This repo contains the forward Regression framework used to model substitution probabilities for 7-mer sequence context model, as described in Aggarwala and Voight (2015).
Programs last tested:
R (v3.3.2)
Perl (v5.10.1)
R libraries:
DAAG (1.20)
lattice (0.20-34)
leaps (2.9)
latticeExtra (0.6-26)
RColorBrewer (1.1-2)
grid (3.3.2)
This may still be compatable with updated versions of these packages - but I have not tested with them!
Explaining variability in substitution model (CpG/nonCpG) contexts via forward regression analysis
Round 2, update to capture removal of refseq and 1000G masked regions
By: BF Voight
Initially Created: 12.15.2014
Aim here is to take sequence context rates inferred from Varun's 7mer model specifically looking at frequent substitutions in non-CpG contexts -- specifically C-T and A-G) -- and develop a set of features which explain low/high variability
ideally, the broad hypothesis is that variability in rates of polymorphism within these contexts depend on some unknown biological mechanism(s), but that these are determined in part by the sequence context
- Data Processing, creation of input files based on raw substitution probability tables
- Model and Feature Selection
- Making summary tables for features selected (e.g. Suppl.
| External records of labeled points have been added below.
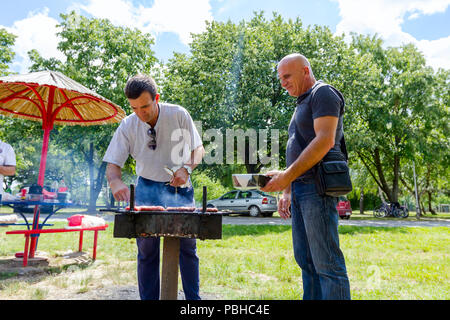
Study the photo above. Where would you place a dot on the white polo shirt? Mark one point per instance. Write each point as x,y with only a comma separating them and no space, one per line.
176,138
7,158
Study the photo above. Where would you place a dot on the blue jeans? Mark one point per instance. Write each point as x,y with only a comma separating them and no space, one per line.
150,192
316,244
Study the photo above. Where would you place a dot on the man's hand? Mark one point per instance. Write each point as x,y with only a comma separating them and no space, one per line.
180,177
284,206
279,181
120,190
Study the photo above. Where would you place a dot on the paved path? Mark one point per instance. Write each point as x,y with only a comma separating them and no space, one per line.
245,220
350,222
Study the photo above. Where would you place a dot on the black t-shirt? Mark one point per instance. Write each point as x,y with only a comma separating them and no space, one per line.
319,101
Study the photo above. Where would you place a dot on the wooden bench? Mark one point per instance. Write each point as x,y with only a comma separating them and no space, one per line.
29,233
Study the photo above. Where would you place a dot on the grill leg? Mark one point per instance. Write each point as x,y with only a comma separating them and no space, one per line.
169,279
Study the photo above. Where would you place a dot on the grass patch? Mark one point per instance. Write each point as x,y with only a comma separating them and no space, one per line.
252,262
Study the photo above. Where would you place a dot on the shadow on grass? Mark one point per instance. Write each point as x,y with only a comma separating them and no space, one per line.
246,230
256,230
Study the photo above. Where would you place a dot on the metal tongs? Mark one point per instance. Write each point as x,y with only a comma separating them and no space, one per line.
171,172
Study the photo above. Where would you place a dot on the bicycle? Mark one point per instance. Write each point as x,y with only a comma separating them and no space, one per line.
393,209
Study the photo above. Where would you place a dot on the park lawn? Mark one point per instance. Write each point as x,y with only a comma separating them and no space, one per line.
252,262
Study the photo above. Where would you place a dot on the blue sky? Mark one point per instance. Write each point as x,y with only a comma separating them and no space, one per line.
426,23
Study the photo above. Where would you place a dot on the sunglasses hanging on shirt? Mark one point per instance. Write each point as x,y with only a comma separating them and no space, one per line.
152,134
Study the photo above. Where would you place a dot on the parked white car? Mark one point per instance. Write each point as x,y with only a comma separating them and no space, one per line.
253,202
Table 7a, 7b)
- "Decoding" the sequence annotation (binary 0/1 encoding to A/C/G/T nucleotides)
- outputting "directional consistency" across different substitution classes
- output predicted values for models (example being C-T in CpG context)
On the RAW data file:
This file contains a set of substitution probabilities:
- for each type of substitution class
- for each 7-mer sequence context
- either for all chromosomes (autosome_rate), even chromosomes (training) and odd chromosomes (testing).
- estimated using the AFR continental group, excluding admixed samples, described in Aggarwala and Voight (2015).
wc raw_data/ben_data_7mer_bayesian_test_training_AFR_10
24579 147462 1879666 ben_data_7mer_bayesian_test_training_AFR_10
This matches (expected # of contexts is (4^7 * 3)/2 = 24576
- (+1 header line: the header)
- (+2 header line: which chromosomes selected for training/testing)
usage: %> [AC|AG|AT|CA|CG|CT]
arg 1: The substitution class of interest
arg 2: the CpG Flag (set 0 if desire AC|AG|AT; set =1 if desire CA|CG|CT -ve CpG context,
set =2 if desire CA|CG|CT +ve CpG context)
arg 3: the substitution probability table
arg 4: the directory to output the summary results files
### A to C/G/T substitutions [CpG = FALSE]
./ AC 0 raw_data/ben_data_7mer_bayesian_test_training_AFR_10 ratefiles
./ AG 0 raw_data/ben_data_7mer_bayesian_test_training_AFR_10 ratefiles
./ AT 0 raw_data/ben_data_7mer_bayesian_test_training_AFR_10 ratefiles
### C to A/G/T substitutions [CpG = FALSE]
./ CA 1 raw_data/ben_data_7mer_bayesian_test_training_AFR_10 ratefiles
./ CG 1 raw_data/ben_data_7mer_bayesian_test_training_AFR_10 ratefiles
./ CT 1 raw_data/ben_data_7mer_bayesian_test_training_AFR_10 ratefiles
### C to A/G/T substitutions [CpG = TRUE]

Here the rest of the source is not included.